There are different approaches, the course is focus on building the basic knowledge in most areas, so perhaps try to keep things simple while explaining the basic concepts was one of the main reason, in many courses prioritization plays a major role in deciding which things will be included and what things won’t.

But taking your learning experience further and pick up things on your own is a great learning opportunity.

Yeah makes sense this is introductory course. Does Deeplearning AI has any course on recommender systems?

@pastorsoto One question.

Why do we need a vector representation of each user and movie. Why cant we have single real number and simply we can to c_u^j \cdot c_m^i, where c_u^j, c_m^i \in \mathbb{R}

I think using a single real number to represent each user and movie may not be sufficient to capture the complexity and diversity of the user preferences and movie characteristics.

Movies can have multiple attributes such as genre, director, actors, release year, etc. Each of these attributes can contribute differently to a user’s preference for a movie. Similarly, a user’s preferences can be based on different factors such as genre, language, ratings, etc. Therefore, a single number cannot capture all these factors and may result in a loss of information.

On the other hand, using a vector representation can provide a more comprehensive and expressive representation of the user and movie preferences. Each element in the vector can correspond to a specific attribute or factor, allowing the model to capture the nuances and complexities of the user and movie preferences. Furthermore, the dot product of two vectors can provide a measure of similarity between the two representations, which can be used to make recommendations.

So I think using vectors really provides an advantage in those representations.

You’re correct this is an introductory course so some stuff might not be cover but there are courses that might help you as well.

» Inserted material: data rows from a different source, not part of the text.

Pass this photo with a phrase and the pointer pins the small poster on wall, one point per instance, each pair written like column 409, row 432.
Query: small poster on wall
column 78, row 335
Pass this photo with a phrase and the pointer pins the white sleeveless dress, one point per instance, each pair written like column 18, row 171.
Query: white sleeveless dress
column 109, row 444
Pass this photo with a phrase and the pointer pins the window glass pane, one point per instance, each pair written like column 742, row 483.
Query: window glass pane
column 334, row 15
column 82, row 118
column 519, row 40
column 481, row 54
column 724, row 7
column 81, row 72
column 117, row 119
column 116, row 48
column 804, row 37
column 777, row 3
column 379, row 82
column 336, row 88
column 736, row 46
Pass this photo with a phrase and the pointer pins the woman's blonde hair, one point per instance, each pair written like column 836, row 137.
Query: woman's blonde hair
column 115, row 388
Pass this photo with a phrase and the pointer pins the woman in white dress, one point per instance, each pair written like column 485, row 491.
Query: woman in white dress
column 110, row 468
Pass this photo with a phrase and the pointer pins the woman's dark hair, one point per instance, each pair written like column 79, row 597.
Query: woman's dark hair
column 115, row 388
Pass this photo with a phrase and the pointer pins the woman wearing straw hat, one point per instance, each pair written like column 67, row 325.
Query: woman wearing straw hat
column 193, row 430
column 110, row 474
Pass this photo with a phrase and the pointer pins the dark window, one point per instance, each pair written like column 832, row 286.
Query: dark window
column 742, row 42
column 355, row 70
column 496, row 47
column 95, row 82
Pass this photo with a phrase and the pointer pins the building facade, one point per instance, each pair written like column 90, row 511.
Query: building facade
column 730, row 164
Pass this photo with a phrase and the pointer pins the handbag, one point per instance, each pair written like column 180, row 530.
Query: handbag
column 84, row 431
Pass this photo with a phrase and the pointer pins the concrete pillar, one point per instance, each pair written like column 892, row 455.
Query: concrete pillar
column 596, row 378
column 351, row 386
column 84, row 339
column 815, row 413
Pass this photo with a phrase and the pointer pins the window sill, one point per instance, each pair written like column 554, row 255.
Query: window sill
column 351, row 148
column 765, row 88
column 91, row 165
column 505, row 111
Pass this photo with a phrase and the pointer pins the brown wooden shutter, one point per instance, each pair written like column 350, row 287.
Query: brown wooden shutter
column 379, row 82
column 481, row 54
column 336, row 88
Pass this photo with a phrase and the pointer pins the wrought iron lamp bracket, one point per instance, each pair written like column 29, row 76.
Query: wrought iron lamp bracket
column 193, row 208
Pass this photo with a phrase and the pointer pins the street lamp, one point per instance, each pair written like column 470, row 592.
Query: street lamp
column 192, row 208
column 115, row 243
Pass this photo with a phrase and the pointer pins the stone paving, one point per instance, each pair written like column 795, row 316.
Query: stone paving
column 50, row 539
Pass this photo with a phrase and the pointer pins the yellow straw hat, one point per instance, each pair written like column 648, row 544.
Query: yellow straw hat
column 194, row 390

If you have more question feel free to open a new issue, I will be happy to support you in any queries you have.

How would you interpret -ve, 0, +ve dot product?

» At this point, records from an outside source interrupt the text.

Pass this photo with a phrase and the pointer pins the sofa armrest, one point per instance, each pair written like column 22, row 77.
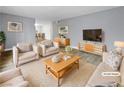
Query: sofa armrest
column 9, row 74
column 105, row 54
column 56, row 44
column 15, row 55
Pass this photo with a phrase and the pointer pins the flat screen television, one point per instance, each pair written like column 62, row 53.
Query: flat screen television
column 92, row 35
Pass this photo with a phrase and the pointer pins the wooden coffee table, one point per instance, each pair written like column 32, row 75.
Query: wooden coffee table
column 59, row 69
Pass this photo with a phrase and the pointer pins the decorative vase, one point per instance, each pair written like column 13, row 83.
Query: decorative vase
column 56, row 58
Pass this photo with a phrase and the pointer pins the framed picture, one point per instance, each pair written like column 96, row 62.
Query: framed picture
column 63, row 30
column 14, row 27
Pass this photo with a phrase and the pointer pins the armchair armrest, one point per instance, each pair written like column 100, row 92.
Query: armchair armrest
column 9, row 74
column 56, row 44
column 15, row 55
column 105, row 54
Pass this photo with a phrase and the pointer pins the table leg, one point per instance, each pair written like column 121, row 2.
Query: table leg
column 77, row 63
column 46, row 69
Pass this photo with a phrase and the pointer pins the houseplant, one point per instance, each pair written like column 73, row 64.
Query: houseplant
column 2, row 41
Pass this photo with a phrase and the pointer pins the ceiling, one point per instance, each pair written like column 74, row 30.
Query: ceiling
column 52, row 13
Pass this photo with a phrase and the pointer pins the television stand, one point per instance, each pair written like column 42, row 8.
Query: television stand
column 92, row 47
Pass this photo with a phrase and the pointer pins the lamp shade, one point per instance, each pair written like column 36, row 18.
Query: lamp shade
column 119, row 44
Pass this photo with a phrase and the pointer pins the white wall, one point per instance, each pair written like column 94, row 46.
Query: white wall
column 45, row 27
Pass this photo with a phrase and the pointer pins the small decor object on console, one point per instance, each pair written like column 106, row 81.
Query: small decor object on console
column 14, row 27
column 56, row 58
column 66, row 57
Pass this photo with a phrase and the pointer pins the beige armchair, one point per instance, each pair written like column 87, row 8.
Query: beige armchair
column 24, row 52
column 48, row 47
column 12, row 78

What i think is +ve, more likely, -ve opposite (like two poles of magnet), 0 neutral / undefined

This makes sense because the more components for each quantity we have, precisely we can identify it because the likelihood of two objects sharing the same set of identifiers decreases.

This is how I think

For example, consider identifying people based on their name alone. If two people have the same name, it can be difficult to differentiate between them. However, if we add additional identifiers such as their birth date, social security number, or passport number, the chances of two people sharing all of those identifiers become much lower, making it easier to differentiate between them.

Yes!! that’s the main thing. I think you got the concept!